RIV 0.00% $16.20 riversdale mining limited

bhp to invest in coking coal, page-9

  1. 1,605 Posts.
    Where there's smoke , there's fire:

    I guess most of you have already seen this mention of the BHP / RIV in the SMH 24/09:

    FRIEND OF MINE

    BHP Billiton has recently bemoaned the lack of available takeover targets that fit its requirements for scale and quality, although its chief commercial officer, Alberto Calderon, said it was examining four or five specific opportunities quite closely.

    There has been recent talk among bankers, and now Citi analysts, that one of the few targets that would fit the bill for a company such as BHP is locally-listed Riversdale Mining, which owns a large chunk of a truly world-class coking coal province in Mozambique.

    But those hoping for an immediate takeover are likely to be disappointed. The company is unlikely to be a serious target for at least a year. Next September it expects to submit an environmental impact statement as part of its quest for permission to barge large amounts of coal down the Zambezi River.

    Riversdale envisions its Benga project, with a 4 billion tonne resource, could produce 20 million tonnes of quality coking coal a year, meaning it could make a difference even to a company the size of BHP. India's Tata Steel has a 35 per cent stake in that project.

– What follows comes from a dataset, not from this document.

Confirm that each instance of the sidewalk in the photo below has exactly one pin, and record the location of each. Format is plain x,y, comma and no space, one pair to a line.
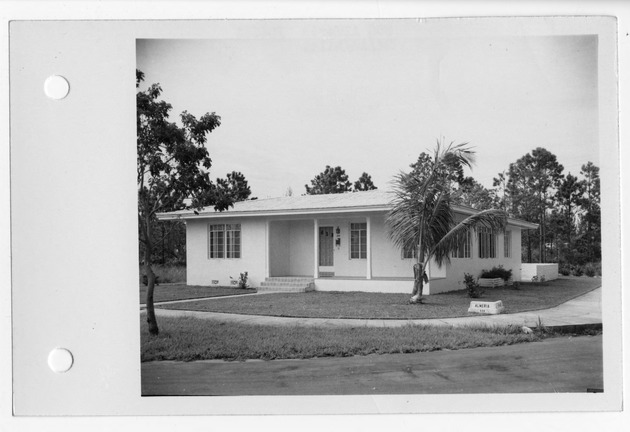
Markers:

    " Also, Riversdale will release a maiden resource statement for its wholly-owned Muarazi West project next month. Over the longer term, that project could potentially be larger than Benga, although it would be totally dependent on barging.

    Riversdale has a tight share register, dominated by Passport Capital, Ken Talbot's Talbot Group and Tata, which means any deal would likely need to be friendly. The management team, which includes two former RBC Capital Markets investment bankers, is pragmatic and expects the company could eventually be sold to a larger player, with barging approvals seen as the catalyst. "


    Watch this space! The barging option has been investigated over the pas 12 months, and to date, the studies have been very positive (see prior RIV reports on this). SO if they are up to the stage of seeking approvals, then barging is a goer.

    This is very significant, as barging will save something like $20 /t, loaded onto ship, over rail.

    RIV can also ramp up barge capacity as required. The rail has a fixed capacity of about 20 Mt p.a. and they are fighting with VALE over this capacity. This will all be used for the Benga lease.

    I have has a look at the locations of Benga and 946, and if it turns out that they are part of the same continuous coal seam, then we can expect a HUGH maiden resource.

    In fact, the resource will be so big, that its size is no longer the driving factor for the company valuation. What becomes important, is how they get the coal to market.

    Current dip is handing accumulators a great opportunity. As always, please DYOR.